Brazil's government on Thursday unveiled a bill to be sent to Congress under which additional revenue from higher oil prices, driven by the U.S.-Israel conflict with Iran, would offset cuts to federal taxes on fuels.

Planning Minister Bruno Moretti said the proposal aims for full fiscal neutrality, with tax reductions contingent on the extra revenue generated by the rise in oil prices. Finance Minister Dario Durigan said the government is working on a "calibrated reduction" lasting two months.

The move comes as President Luiz Inacio Lula da Silva's government seeks to mitigate the impact of higher oil prices on consumers due to the conflict in the Middle East.

"People cannot be made to pay the price of this war," said Jose Guimaraes, minister of institutional relations.

Lula heads toward an October re-election bid, having seen his lead over main rival senator Flavio Bolsonaro evaporate, with polls now showing them tied.

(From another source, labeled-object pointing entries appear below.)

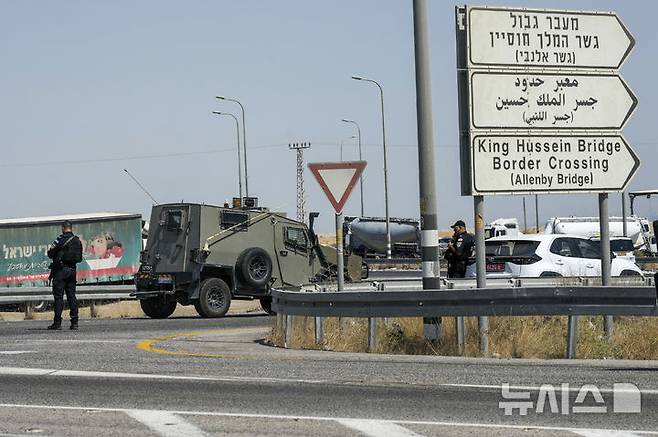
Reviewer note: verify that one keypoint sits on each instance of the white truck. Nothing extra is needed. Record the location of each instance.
(638, 229)
(502, 227)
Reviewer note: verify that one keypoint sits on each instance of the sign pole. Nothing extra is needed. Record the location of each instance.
(340, 269)
(623, 214)
(605, 254)
(426, 181)
(481, 267)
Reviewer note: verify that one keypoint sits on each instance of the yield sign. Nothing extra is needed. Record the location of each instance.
(337, 180)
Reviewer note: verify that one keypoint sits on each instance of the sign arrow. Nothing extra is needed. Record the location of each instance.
(502, 36)
(529, 164)
(550, 101)
(337, 179)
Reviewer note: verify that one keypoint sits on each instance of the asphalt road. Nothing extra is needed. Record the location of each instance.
(192, 376)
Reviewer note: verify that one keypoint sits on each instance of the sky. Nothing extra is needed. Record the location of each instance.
(88, 88)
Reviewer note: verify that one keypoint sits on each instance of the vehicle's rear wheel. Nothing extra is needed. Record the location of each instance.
(159, 307)
(214, 298)
(254, 267)
(266, 305)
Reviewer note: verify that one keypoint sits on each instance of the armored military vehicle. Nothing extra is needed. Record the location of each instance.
(205, 256)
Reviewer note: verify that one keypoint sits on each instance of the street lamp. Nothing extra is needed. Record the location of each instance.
(244, 142)
(237, 131)
(358, 133)
(388, 218)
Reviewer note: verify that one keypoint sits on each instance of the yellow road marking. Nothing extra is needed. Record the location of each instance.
(148, 345)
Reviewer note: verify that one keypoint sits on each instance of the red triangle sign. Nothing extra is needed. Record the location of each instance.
(337, 179)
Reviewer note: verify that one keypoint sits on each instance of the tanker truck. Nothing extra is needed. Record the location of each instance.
(366, 236)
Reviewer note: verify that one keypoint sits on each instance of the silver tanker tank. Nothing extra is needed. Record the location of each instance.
(367, 236)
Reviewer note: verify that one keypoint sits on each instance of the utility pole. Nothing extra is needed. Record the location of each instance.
(301, 202)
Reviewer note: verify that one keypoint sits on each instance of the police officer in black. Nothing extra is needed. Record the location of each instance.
(459, 250)
(66, 252)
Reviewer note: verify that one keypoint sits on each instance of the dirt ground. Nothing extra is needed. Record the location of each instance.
(127, 308)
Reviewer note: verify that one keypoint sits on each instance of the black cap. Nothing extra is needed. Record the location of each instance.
(459, 223)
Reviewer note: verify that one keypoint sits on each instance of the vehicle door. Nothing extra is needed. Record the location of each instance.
(167, 241)
(293, 251)
(564, 257)
(589, 255)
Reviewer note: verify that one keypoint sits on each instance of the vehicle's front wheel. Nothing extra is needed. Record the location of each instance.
(214, 298)
(159, 307)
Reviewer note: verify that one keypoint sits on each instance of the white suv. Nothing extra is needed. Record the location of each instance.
(541, 255)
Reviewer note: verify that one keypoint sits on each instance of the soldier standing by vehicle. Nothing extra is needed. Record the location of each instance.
(66, 252)
(459, 250)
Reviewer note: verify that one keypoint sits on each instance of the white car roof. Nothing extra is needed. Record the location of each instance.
(535, 237)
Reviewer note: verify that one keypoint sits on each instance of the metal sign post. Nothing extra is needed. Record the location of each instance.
(542, 108)
(340, 268)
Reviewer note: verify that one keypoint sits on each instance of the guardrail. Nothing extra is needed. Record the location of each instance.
(518, 297)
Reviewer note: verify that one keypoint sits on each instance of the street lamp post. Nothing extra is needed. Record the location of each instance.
(244, 142)
(341, 143)
(237, 131)
(388, 218)
(358, 133)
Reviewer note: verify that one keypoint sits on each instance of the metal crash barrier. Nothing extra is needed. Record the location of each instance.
(570, 297)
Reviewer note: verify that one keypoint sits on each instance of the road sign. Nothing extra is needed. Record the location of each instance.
(337, 180)
(521, 164)
(549, 101)
(531, 76)
(526, 37)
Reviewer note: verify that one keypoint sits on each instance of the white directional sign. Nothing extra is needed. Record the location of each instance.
(541, 103)
(337, 179)
(504, 164)
(547, 38)
(555, 101)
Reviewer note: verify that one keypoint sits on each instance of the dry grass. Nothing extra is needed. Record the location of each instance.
(509, 337)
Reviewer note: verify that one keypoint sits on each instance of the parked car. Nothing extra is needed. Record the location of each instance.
(546, 255)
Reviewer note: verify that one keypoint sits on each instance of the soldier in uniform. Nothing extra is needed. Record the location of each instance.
(459, 250)
(66, 252)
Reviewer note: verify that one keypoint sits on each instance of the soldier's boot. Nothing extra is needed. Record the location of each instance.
(56, 326)
(74, 321)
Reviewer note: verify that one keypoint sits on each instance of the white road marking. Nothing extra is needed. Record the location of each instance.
(27, 371)
(339, 419)
(600, 433)
(165, 423)
(377, 428)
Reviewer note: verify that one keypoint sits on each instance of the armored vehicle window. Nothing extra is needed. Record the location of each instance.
(296, 237)
(229, 219)
(174, 220)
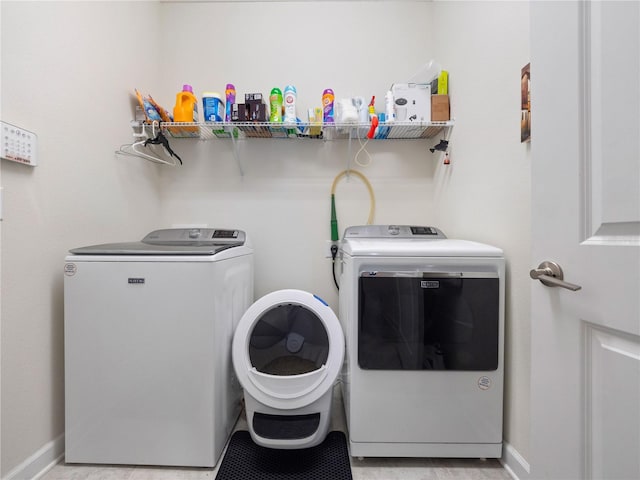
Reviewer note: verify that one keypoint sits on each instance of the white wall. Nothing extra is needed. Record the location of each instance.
(68, 69)
(283, 199)
(81, 194)
(486, 194)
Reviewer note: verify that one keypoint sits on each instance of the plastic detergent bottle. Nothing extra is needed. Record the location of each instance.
(275, 100)
(186, 109)
(212, 107)
(290, 104)
(230, 95)
(327, 105)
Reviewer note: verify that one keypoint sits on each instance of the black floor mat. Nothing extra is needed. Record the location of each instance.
(244, 460)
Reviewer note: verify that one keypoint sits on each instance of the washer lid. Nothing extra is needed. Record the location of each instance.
(172, 241)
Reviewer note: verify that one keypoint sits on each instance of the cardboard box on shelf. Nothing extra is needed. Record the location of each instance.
(412, 102)
(440, 108)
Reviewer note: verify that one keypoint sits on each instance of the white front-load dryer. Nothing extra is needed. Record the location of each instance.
(423, 317)
(287, 353)
(147, 329)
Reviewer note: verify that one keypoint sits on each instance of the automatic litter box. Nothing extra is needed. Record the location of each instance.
(287, 352)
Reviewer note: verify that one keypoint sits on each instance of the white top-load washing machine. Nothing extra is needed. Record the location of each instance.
(148, 327)
(423, 319)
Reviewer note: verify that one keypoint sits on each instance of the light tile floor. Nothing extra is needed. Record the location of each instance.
(365, 469)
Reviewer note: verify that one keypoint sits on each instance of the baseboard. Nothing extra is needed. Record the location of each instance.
(40, 462)
(514, 463)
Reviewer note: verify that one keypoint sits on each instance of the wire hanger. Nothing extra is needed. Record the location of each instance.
(140, 148)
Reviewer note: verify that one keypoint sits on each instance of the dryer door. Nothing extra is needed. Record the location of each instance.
(428, 321)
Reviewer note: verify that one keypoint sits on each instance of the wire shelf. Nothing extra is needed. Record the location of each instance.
(302, 130)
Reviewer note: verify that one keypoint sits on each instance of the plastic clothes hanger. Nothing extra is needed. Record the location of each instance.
(138, 149)
(160, 139)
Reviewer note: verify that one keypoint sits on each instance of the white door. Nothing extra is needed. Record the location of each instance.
(585, 102)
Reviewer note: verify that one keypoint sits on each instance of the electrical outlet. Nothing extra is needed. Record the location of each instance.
(327, 248)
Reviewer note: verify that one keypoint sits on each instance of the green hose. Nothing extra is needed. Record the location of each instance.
(334, 220)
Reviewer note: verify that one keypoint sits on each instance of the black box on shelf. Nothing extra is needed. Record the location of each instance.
(239, 112)
(258, 112)
(253, 98)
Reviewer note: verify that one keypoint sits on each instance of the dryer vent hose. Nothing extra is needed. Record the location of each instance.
(334, 218)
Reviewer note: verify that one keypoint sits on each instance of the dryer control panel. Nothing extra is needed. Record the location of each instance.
(393, 231)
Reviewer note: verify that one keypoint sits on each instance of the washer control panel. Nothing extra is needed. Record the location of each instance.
(393, 231)
(194, 236)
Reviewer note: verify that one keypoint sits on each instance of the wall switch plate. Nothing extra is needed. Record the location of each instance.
(18, 145)
(327, 248)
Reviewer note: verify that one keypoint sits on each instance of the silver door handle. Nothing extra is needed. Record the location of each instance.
(550, 274)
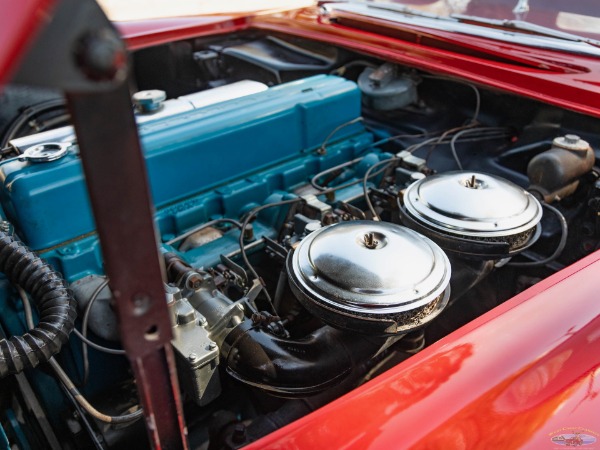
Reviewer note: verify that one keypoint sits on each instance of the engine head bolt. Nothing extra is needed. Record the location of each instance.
(149, 101)
(249, 232)
(239, 433)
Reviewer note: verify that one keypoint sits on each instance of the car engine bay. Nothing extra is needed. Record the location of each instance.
(323, 215)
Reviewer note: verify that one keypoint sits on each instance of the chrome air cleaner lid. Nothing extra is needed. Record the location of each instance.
(475, 205)
(370, 276)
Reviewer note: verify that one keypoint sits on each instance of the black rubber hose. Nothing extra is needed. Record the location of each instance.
(296, 367)
(54, 301)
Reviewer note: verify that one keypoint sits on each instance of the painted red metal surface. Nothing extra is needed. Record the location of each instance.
(19, 23)
(515, 377)
(146, 33)
(566, 80)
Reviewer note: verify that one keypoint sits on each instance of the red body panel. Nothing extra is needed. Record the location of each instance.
(512, 378)
(147, 33)
(19, 24)
(567, 80)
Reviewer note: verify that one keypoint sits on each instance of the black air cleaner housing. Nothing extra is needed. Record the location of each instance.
(473, 213)
(370, 277)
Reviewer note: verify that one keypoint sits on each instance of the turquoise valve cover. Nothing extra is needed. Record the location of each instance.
(188, 154)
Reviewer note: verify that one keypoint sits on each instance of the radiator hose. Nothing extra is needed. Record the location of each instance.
(55, 304)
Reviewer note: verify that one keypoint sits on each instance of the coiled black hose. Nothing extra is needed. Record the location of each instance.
(54, 301)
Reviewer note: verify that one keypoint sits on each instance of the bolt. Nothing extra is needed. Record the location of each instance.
(141, 303)
(249, 232)
(101, 55)
(370, 241)
(571, 139)
(239, 433)
(194, 281)
(149, 101)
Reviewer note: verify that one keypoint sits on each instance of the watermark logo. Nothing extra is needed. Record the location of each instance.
(575, 437)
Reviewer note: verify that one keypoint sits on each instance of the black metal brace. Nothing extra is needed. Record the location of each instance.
(81, 53)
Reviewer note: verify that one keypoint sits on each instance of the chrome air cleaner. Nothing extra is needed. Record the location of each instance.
(370, 277)
(473, 213)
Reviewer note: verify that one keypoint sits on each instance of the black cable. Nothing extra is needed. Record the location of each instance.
(27, 115)
(323, 147)
(202, 227)
(465, 83)
(369, 174)
(564, 229)
(69, 385)
(245, 223)
(490, 130)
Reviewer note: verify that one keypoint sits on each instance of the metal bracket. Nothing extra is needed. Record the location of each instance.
(81, 53)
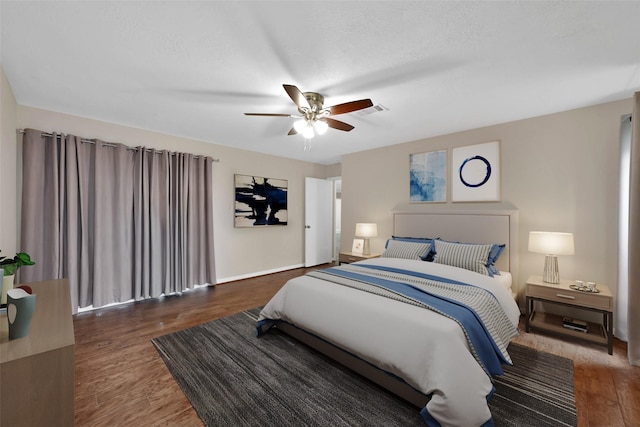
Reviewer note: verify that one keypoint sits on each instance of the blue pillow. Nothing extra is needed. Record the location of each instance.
(430, 254)
(494, 254)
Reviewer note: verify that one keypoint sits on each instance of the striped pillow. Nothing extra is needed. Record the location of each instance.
(406, 250)
(467, 256)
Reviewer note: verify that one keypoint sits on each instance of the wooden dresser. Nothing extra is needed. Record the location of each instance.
(37, 371)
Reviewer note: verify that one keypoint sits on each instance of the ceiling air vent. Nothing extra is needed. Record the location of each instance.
(373, 109)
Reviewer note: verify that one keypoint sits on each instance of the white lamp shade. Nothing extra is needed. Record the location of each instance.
(551, 243)
(364, 229)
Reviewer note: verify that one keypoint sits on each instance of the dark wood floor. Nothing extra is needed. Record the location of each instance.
(121, 380)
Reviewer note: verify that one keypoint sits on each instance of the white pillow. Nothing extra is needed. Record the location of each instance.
(467, 256)
(406, 250)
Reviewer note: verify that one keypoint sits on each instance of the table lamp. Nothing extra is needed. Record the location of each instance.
(551, 244)
(366, 230)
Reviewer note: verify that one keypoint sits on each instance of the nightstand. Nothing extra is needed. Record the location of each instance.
(562, 294)
(349, 257)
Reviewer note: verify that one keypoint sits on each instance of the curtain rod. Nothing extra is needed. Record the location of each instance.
(106, 144)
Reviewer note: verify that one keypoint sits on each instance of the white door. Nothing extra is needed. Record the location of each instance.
(318, 217)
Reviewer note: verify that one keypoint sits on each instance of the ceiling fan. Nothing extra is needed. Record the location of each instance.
(314, 117)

The leftist leader's administration last month scrapped federal taxes on diesel, and announced subsidies for cooking gas. It also zeroed federal levies on biodiesel blended into diesel and on jet fuel.

According to Moretti, the bill's approval would allow the government to issue a decree to reduce federal taxes PIS, Cofins and CIDE where they apply to fuels. While PIS and Cofins are broad-based levies on company revenue, embedded across the economy, CIDE is a regulatory tax.

The calculation of additional revenue from higher oil prices would include oil sales by Brazilian state-run oil company PPSA, as well as royalties and dividends linked to the oil and gas sector, compared with the government's original revenue projections for the year in the budget law.

"If the bill is approved by Congress, we will implement a partial reduction in taxes on gasoline and ethanol," Finance Minister Durigan said.

According to government estimates, each 10-cent of a real reduction in federal taxes on gasoline over a two-month period would cost 800 million reais ($159.70 million) in forgone revenue.

The Finance Ministry said in a statement earlier on Thursday the government would announce a reduction in some taxes on gasoline, but during the press conference Durigan said that no such measure would be unveiled.